The agent harness performance optimization system. Skills, instincts, memory, security, and research-first development for Claude Code, Codex, Opencode, Cursor and beyond.

JavaScript ai-agents anthropic claude Skill

Project Analysis

🎯 PositioningAgent capability enhancement
💡 Core ValueProvides standardized Skills and Prompt templates for AI coding Agents, covering specific scenarios (code review, debugging, architecture design, etc.), enabling higher quality output in these scenarios
👥 Who It's ForDevelopers using Agent tools like Claude Code/Cursor/Codex, aiming to improve Agent performance on specific tasks

Why It's Worth Attention

With 176,461 Stars on GitHub, this is a leading project in its domain with strong community recognition. Developed in JavaScript. Key highlights: 140K+ stars | 21K+ forks | 170+ contributors | 12+ language ecosystems | Anthropic Hackathon Winner.

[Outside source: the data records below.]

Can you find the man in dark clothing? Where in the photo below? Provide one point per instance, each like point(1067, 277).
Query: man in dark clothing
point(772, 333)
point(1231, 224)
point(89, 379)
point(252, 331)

In-Depth AI Analysis Report

As a senior technical editor, I provide an in-depth analysis of the affaan-m/everything-claude-code project.


One-Sentence Summary

An "operating system"-level performance and behavior optimization framework for AI Agents.

Core Features

This project is not a simple configuration collection but a systematic solution designed to deeply empower and optimize AI Agents (especially Claude Code). Its core features are summarized as follows:

  1. Behavior Shaping System: Through a structured system of skills, instincts, and hooks, developers can precisely define and constrain Agent behavior patterns, workflows, and decision logic. This goes beyond simple Prompt engineering, resembling "meta-programming."

  2. Memory & Context Optimization Engine: Provides memory optimization strategies to help Agents more effectively manage and utilize their limited context window. This includes long-term memory persistence, prioritization of key information, and avoidance of context pollution, ensuring stable performance when handling complex, long-duration tasks.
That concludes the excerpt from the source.